Comme chacun sait, le dessin d'un navire, surtout en jauge, est une affaire de compromis. Un voilier rapide, en termes de puissance vélique, est un bateau léger, toilé, à fort moment de redressement. Sans jauge, ces impératifs sont déjà contradictoires : par exemple, un bateau toilé induit du poids dans les hauts, incompatible avec la légèreté et le moment de redressement important. Avec une jauge où entre en compte la stabilité initiale, le compromis devient encore plus dur à trouver : on veut un navire à stabilité initiale donnée, mais avec un couple de redressement si possible grand en gîte pour exploiter la puissance des voiles.

Pour diminuer la stabilité initiale, il faut soit diminuer la distance du centre de gravité au métacentre initial (centre de rotation instantané du centre de carène à gîte nulle), qui est le fameux raumoinzat (r-a) bien connu de tous les marins, soit diminuer le déplacement du navire. Le déplacement ayant été choisi, la stabilité initiale se règle en déplaçant verticalement le centre de gravité, soit modifiant la largeur à la flottaison (plus précisément l'inertie de la surface de flottaison). Ceci a été fait sur Lion en plaçant une partie du lest, non en bout de quille comme on le voit sur les carènes actuelles moins contraintes par la jauge, mais dans le fond de la coque, ce avec une largeur à la flottaison faible. Ainsi, en rehaussant le centre de gravité, ceci diminue le (r-a) et permet d'obtenir la stabilité initiale désirée.

Cependant, ce poids n'est pas totalement inutile car, une fois que le bateau gîte, le centre de carène se déplaçant sous le vent, un moment de redressement est créé par cette masse dans les fonds, d'autant que le LION étant large au-dessus de la flottaison, le centre de carène s'écarte d'autant de la masse. Le poids ajouté dans les fonds du bateau permet donc en partie au LION de supporter sa toile. Il n'en reste pas moins que cette contrainte de jauge fait du LION un bateau moins raide à la toile que les voiliers plus récents, cependant qu'elle lui confère un comportement à la barre beaucoup plus proche du dériveur que du quillard et une extrême sensibilité aux déplacements de poids.

LION est finalement un navire léger, toilé, pourvu d'un assez bon moment de redressement. Ceci en fait un bateau rapide très sensible à la gîte par petit temps, redoutable et redouté dans les petits airs par de nombreux bateaux plus grands.

Puisqu'on est lancé

Tant que nous y sommes, il serait dommage, à ce point d'avancement, de ne pas tordre le cou à une idée reçue.
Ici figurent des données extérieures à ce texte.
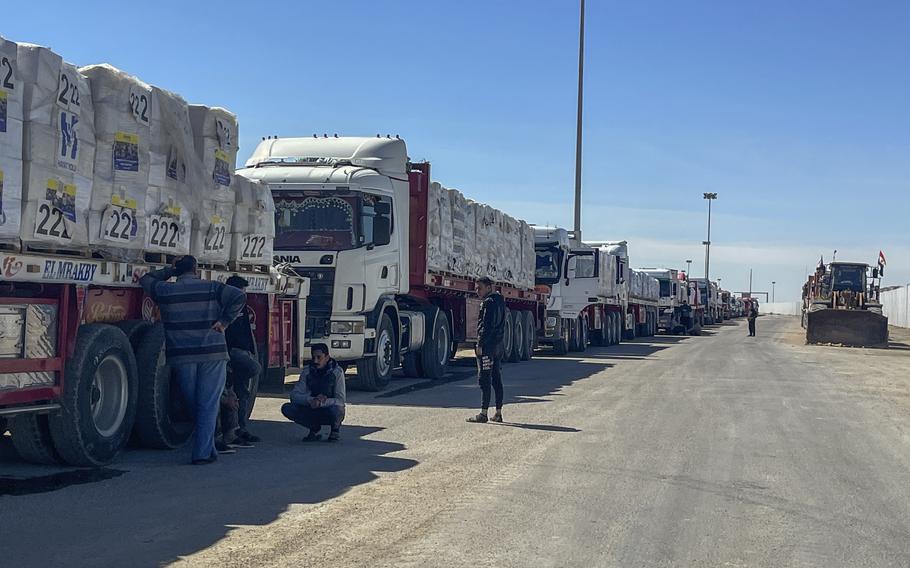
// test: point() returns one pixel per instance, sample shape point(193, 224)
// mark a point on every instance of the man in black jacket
point(490, 334)
point(243, 364)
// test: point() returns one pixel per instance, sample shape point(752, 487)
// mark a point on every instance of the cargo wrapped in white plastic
point(253, 232)
point(439, 229)
point(471, 239)
point(58, 150)
point(211, 238)
point(215, 136)
point(124, 112)
point(10, 143)
point(175, 175)
point(606, 284)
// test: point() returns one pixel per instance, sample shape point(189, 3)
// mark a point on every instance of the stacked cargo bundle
point(10, 144)
point(215, 139)
point(253, 231)
point(58, 150)
point(123, 116)
point(439, 229)
point(472, 239)
point(175, 175)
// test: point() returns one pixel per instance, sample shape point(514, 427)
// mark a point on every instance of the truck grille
point(319, 302)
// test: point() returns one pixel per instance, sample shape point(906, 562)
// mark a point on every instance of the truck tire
point(134, 330)
point(375, 373)
point(581, 335)
point(32, 439)
point(411, 365)
point(518, 337)
point(434, 355)
point(163, 420)
point(530, 336)
point(561, 345)
point(507, 341)
point(99, 398)
point(630, 333)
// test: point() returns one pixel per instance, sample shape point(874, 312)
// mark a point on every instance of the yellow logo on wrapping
point(68, 188)
point(126, 137)
point(120, 202)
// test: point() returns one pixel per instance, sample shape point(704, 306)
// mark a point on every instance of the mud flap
point(855, 328)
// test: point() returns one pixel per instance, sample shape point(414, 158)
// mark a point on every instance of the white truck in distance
point(675, 312)
point(576, 313)
point(709, 297)
point(354, 216)
point(632, 295)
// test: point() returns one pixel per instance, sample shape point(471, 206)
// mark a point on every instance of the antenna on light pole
point(581, 70)
point(710, 197)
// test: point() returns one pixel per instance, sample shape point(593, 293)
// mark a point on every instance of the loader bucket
point(854, 328)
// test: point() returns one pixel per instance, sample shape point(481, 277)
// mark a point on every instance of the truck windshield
point(585, 265)
point(317, 222)
point(848, 277)
point(548, 264)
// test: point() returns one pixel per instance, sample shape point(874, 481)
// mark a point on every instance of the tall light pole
point(581, 73)
point(710, 197)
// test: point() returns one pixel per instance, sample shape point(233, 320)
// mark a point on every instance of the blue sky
point(795, 113)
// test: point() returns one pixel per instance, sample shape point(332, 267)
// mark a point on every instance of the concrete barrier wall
point(781, 308)
point(896, 305)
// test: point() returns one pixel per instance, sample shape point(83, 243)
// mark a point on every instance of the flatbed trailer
point(82, 364)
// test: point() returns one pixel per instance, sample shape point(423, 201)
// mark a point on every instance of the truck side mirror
point(383, 208)
point(382, 230)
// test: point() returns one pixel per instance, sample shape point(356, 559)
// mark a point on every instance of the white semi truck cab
point(675, 314)
point(342, 221)
point(570, 270)
point(353, 216)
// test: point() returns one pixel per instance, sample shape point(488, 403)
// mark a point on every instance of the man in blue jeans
point(195, 314)
point(318, 397)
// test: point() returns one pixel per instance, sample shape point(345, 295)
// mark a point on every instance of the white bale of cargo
point(175, 176)
point(58, 150)
point(253, 230)
point(644, 286)
point(124, 111)
point(215, 135)
point(215, 141)
point(11, 139)
point(611, 281)
point(471, 239)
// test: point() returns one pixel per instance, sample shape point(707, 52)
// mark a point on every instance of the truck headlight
point(345, 327)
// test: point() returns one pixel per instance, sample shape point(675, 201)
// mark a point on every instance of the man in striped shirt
point(195, 314)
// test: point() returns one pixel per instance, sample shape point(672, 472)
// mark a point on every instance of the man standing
point(195, 314)
point(318, 397)
point(243, 364)
point(490, 334)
Contrairement au pendule simple, il n'est pas nécessaire, pour qu'un bateau soit stable, d'avoir son centre de gravité (point où s'applique le poids) en dessous du centre de carène (barycentre de la partie immergée de la carène, point où s'applique la force de poussée hydrostatique) !!! En effet, il faut seulement que le métacentre instantané soit au-dessus du centre de gravité. Plus simplement, il suffit que le centre de carène, avec la gîte, s'écarte plus de l'axe du bateau que le centre de gravité.